Les chiffres pour le mois de septembre 2011 ne sont pas encore disponibles. Toutefois, les observateurs notent une reprise significative du mouvement de protestation, après un calme relatif en août. L’association des Enfants de la terre pour les droits de l’homme a recensé 65 actes de protestations ouvrières en août 2011, contre 75 en juillet et 97 en juin. « Il existe beaucoup de revendications économiques et sociales qui n’ont pas été prises en considération depuis des années. Les révolutions entraînent souvent une multiplication des revendications politiques, économiques et sociales.
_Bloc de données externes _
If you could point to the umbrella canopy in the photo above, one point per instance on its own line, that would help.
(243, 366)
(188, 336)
L’explosion de ces mouvements est normale », juge Mohamad Mohieddine, consultant social au Programme des Nations Unies pour le Développement (PNUD).
Il ajoute qu’il n’est pas acceptable que le salaire d’un jeune médecin soit de 150 L.E. [soit 23 CHF] ou qu’un professeur d’université à la retraite touche une pension de 800 L.E. alors que le salaire minimum proposé par le gouvernement est de 700 L.E. [soit quelque 106 CHF]. Un minimum à peine plus élevé que le seuil de pauvreté pour une famille de 4 personnes.
Après la révolution, le mouvement ouvrier s’est organisé et considérablement développé. L’ampleur de certains mouvements est cependant inattendue. Les ouvriers du secteur public du textile (sous l’égide de la plus grande société du secteur à Mahalla Al-Kobra) sont désormais rassemblés dans une seule entité qui leur permet de faire entendre leurs revendications d’une seule voix. Un pas considérable face à l’avancée de ces dernières années [depuis 2006].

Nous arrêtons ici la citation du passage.